Decreasing false-positive newborns while increasing performance and adaptability of newborn screening using targeted next-generation sequencing​.​

A research project by Alberte A. Lundquist

Newborn screening (NBS) is a public health programme for early diagnosis of treatable, mostly genetic, diseases, where early treatment in a latent stage of disease can prevent disease manifestations and death. Methods of screening in Denmark involve biochemical determination of analytes as first-tier testing. Molecular genetic studies are only used as first-tier testing when screening for severe combined immunodeficiency (SCID) and as second-tier testing combined with further biochemical methods for confirmative evaluation of screen positive samples. Although the NBS performs well, false positives are still a matter of concern emphasizing the possible stress on the families and investigations on newborns that may include both expensive and invasive additional testing. 

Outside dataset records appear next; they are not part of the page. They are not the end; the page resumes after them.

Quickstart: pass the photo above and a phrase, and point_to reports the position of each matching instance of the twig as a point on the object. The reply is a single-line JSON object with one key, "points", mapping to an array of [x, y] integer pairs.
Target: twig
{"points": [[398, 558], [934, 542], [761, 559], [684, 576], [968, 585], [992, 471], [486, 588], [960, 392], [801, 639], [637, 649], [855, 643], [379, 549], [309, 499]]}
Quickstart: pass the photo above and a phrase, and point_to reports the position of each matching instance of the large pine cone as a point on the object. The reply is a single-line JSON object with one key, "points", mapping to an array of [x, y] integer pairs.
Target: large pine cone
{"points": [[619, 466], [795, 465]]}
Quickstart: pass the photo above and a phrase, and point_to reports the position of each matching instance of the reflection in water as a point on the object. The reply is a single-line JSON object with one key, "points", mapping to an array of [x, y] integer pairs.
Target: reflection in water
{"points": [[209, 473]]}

This study will search to find algorithms to decrease the number of NBS false positives, while simultaneously increasing performance and adaptability of NBS, using targeted next-generation sequencing. It will also investigate patients with a false positive result, including false positive newborns with raised C5OH without having HLSCD, and the relation to vulnerable child syndrome and morbidity. The initially obtained filter paper bloodspot sample of screened newborns will be used for analyses. 

Expectantly, this study will initiate further studies to implement the full potential of NBS by increasing our knowledge about the morbidity of patients with false positive results and the use of NGS in NBS.